Deep electrical imaging of the extinct oceanic ridge in the southwestern sub-basin of the South China Sea

The resistivity structure of an extinct mid-ocean ridge is significant in understanding the evolution of a mid-ocean ridge from its spreading phase to its dying phase. The magnetotelluric (MT) method is a crucial tool in studying the deep resistivity structure as it is sensitive to resistivity which is affected by heat and allows for imaging of the electrical properties of the mantle.
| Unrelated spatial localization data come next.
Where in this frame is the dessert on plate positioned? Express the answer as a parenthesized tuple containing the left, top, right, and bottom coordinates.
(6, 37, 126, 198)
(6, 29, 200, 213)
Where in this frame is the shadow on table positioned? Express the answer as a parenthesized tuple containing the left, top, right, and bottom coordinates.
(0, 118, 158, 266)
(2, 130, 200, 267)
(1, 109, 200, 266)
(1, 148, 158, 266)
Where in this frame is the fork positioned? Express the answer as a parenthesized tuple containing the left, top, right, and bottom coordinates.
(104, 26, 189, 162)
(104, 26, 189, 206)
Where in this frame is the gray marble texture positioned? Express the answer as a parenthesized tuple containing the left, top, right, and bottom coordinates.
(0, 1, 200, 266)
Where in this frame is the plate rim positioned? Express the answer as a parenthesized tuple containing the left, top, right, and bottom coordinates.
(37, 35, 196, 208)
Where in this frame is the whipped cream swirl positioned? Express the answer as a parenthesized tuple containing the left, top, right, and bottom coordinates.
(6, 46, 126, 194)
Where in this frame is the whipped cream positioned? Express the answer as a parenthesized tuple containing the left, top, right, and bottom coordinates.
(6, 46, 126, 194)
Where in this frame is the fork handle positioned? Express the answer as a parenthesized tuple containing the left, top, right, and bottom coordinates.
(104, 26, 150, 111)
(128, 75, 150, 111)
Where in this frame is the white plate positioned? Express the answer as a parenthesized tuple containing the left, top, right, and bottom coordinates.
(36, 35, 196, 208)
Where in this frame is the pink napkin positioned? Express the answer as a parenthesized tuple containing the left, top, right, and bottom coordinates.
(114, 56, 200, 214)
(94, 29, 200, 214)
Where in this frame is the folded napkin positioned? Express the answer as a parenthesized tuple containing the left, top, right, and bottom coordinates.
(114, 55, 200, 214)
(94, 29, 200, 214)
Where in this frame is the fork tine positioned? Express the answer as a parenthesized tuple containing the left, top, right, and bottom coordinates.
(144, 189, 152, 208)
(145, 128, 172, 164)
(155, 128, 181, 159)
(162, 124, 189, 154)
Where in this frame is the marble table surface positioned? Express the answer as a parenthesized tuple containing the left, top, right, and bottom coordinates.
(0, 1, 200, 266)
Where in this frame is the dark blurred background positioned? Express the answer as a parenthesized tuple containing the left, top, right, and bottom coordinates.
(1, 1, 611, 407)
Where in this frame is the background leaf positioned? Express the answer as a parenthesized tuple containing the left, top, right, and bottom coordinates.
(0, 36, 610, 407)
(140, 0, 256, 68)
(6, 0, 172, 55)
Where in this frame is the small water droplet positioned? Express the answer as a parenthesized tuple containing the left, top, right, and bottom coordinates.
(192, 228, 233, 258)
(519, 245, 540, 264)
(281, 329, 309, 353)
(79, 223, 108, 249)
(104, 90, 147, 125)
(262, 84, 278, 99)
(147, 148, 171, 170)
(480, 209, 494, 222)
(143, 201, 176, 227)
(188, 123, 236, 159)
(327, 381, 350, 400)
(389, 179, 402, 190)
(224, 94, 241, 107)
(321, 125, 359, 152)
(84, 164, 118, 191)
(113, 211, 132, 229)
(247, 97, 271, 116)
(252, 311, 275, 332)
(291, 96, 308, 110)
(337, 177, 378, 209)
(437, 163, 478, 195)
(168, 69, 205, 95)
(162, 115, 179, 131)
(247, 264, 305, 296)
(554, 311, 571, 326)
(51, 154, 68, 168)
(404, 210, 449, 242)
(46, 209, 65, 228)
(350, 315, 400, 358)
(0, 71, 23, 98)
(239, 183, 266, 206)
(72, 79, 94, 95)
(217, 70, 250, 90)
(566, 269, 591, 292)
While modern electromagnetic data has enhanced our understanding of the deep structure of rapidly expanding and ultra-slow expanding mid-ocean ridges, the deep electrical structure below extinct mid-ocean ridges has not been studied extensively. In July 2020, marine MT instruments were deployed in the southwest subbasin of the South China Sea to study the resistivity structure below a stalled mid-ocean ridge. The study found that the imaged thickness of the lithospheric lid (>100 Omega m) varies between 20 and 90 km, exhibiting a positive correlation with its age. The melt ascent channel is closed below the stalled mid-ocean ridge, and the melt falls back and forms a small melt trap below the dead mid-ocean ridge. In the northwest survey line of oceanic ridge, huge low-resistivity anomalies (<1 Omega m), located between 80km and 160 km depth. In the southeast survey line of oceanic ridge, there is a slightly smaller low-resistivity anomalies (<1 Omega m). These results indicate that partial melt continues to exist after the cessation of spreading at the mid-ocean ridge. The lithosphere-asthenosphere boundary (LAB) and the ocean basin of the South China Sea experienced a certain magmatic transformation during the cooling and falling process. According to the resistivity, temperature, pressure, and SEO3 model, the melt content is estimated to be approximately 1-12%. The electrical structure of the mantle in the South China Sea is an important basis for studying the current state beneath the ceased spreading mid-ocean ridge.